China – estimated to have had 145 nuclear warheads as of July 2018 – has maintained that it has stopped new nuclear weapons development.

‘Unlikely’

But US officials have warned that China could still be developing a new submarine-launched missile – a system they fear could be used to threaten America’s homeland.

China also appeared to be testing a nuclear-armed missile that can be launched from land or sea.

China already has a mobile intercontinental ballistic missile (ICBM) that can target the US mainland, with some US officials predicting that it could be deployed within the next decade.

The QDR does not directly refer to the development of the new missile, dubbed the DF-ZF, but says that new warheads, delivery platforms and long-range missiles have all contributed to China’s growing nuclear stockpile.

The US defence review warns that China has “expanded its arsenal and likely retains the capability to build additional nuclear weapons, a development that raises additional risks to the US”.
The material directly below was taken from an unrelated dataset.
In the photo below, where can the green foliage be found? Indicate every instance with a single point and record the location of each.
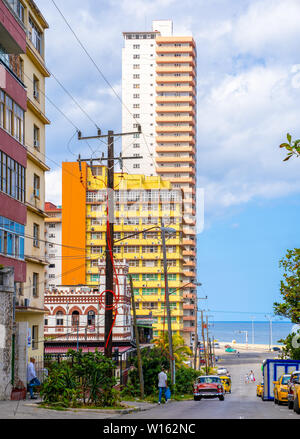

China’s growing nuclear arsenal continues to be “a source of significant concern” to the US, US Defense Secretary James Mattis said on Wednesday.

But he added that an “accelerating approach” by China and North Korea posed a new nuclear security challenge, with potential consequences for regional stability and international security.

Mr Mattis also acknowledged that while China had publicly claimed not to be developing nuclear weapons, the US military would also use its “intelligence assets, techniques and procedures to identify and assess its nuclear posture”.

The US Defense Department believes China’s nuclear weapons programme was originally focused on developing missiles to defend the country’s territory, US officials told the BBC’s Kevin Connolly last year.

But, as Beijing becomes increasingly prosperous, it has been developing weapons designed to strike other countries, which might be seen as threats to China’s national security, say the officials.

Image copyright Getty Images Image caption Russia and China have been on opposing sides in the Syrian conflict

Analysis

Andrew Salmon, BBC China Correspondent

While North Korea is constantly in the headlines, this report is big news for China’s relationship with the US, and the rest of the world.

China’s nuclear arsenal has increased significantly in the past decade or so. A report by the non-profit Pentagon research organisation, the Rand Corporation, in 2012, noted that the first few years of China’s nuclear weapons programme had been focused on developing the kind of missiles needed to defend the country’s land-based nuclear arsenal.

China has been slow to develop an ICBM, but has quietly been working towards it.

Much of the Chinese build-up is laid out in the report, which says the stockpile of nuclear weapons could rise by a third over the next decade, until 2030.

China’s growing relationship with the US has given it the opportunity to establish itself as the most powerful power in the region.

Until that happens, the US will continue to find itself suspicious of China’s intentions, and it may well seek to control the flow of information and information technology to prevent this.